Can you share any client examples where the solution has been applied?
Yes. E2open is one of the best kept secrets behind hundreds of Fortune 500 companies. Procter & Gamble uses E2open to forecast its entire global business. Dell runs their procurement, manufacturing and distribution on E2open. Boeing manages the production of the 787 Dreamliner on E2open. Most of our clients have seen paybacks in a year or less, with inventory reductions that amount to hundreds of millions of dollars.
Could you talk about some of the new developments you’re currently working on at E2open?
A lot of the work we’re currently doing is in artificial intelligence (AI). We’ve been providing AI-based products for about 15 years, but they have largely focused on the demand side within specific industries. We’re now working to apply AI to the supply side, to make better decisions around the make, move and pack of materials and extending them across other industries.
We’re also working on making the experience more seamless. Historically, companies bought multiple niche software products for different processes such as forecasting, inventory planning, supply planning and procurement. Users would log in and out between applications and it required extensive IT investment to integrate the disparate products. The lines are now blurring and when your supply chain is run in the cloud, it won’t matter what product you’re in – what matters is that you have access to the information you need. So were trying to make the process seamless and cohesive across functional groups to allow better collaboration.
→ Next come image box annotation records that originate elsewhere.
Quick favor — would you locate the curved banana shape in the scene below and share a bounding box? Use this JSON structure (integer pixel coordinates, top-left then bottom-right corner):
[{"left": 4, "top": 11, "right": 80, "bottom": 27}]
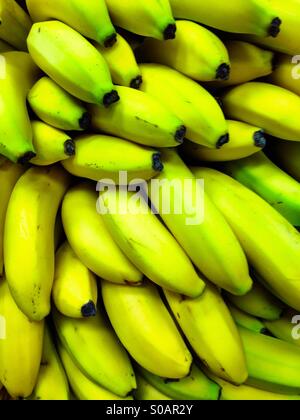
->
[
  {"left": 4, "top": 166, "right": 70, "bottom": 321},
  {"left": 148, "top": 150, "right": 252, "bottom": 295},
  {"left": 26, "top": 0, "right": 117, "bottom": 47},
  {"left": 222, "top": 82, "right": 300, "bottom": 141},
  {"left": 53, "top": 308, "right": 136, "bottom": 397},
  {"left": 27, "top": 77, "right": 90, "bottom": 131},
  {"left": 30, "top": 121, "right": 75, "bottom": 166},
  {"left": 138, "top": 20, "right": 230, "bottom": 82},
  {"left": 224, "top": 152, "right": 300, "bottom": 226},
  {"left": 96, "top": 33, "right": 143, "bottom": 89},
  {"left": 102, "top": 282, "right": 192, "bottom": 379},
  {"left": 91, "top": 87, "right": 186, "bottom": 147},
  {"left": 0, "top": 279, "right": 44, "bottom": 398},
  {"left": 62, "top": 134, "right": 163, "bottom": 184},
  {"left": 99, "top": 188, "right": 205, "bottom": 297},
  {"left": 62, "top": 184, "right": 143, "bottom": 284},
  {"left": 193, "top": 168, "right": 300, "bottom": 310},
  {"left": 0, "top": 51, "right": 39, "bottom": 163},
  {"left": 27, "top": 21, "right": 119, "bottom": 106},
  {"left": 105, "top": 0, "right": 176, "bottom": 40},
  {"left": 164, "top": 284, "right": 248, "bottom": 384},
  {"left": 30, "top": 327, "right": 70, "bottom": 401}
]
And finally, what advice do you have for supply chain leaders?
Act now! The worst decision you can make is to do nothing. It’s important for companies to act right now because the lifeblood of these companies is at stake. More and more companies are going bankrupt because they are failing to be efficient and productive in their markets. And there’s a lot of trepidation in the market right now – the private equity effect in CPG, the regulatory effect in pharmaceutical, and the market depression in high tech.
But if companies can step back, what they realize is that during times of change there are tremendous amounts of opportunities. Investing in change, new techniques and approaches is best done in times of transition. Coming out of these difficult markets, there will be winners and there will be losers – and Capgemini and E2open work with companies to enable them to be winners.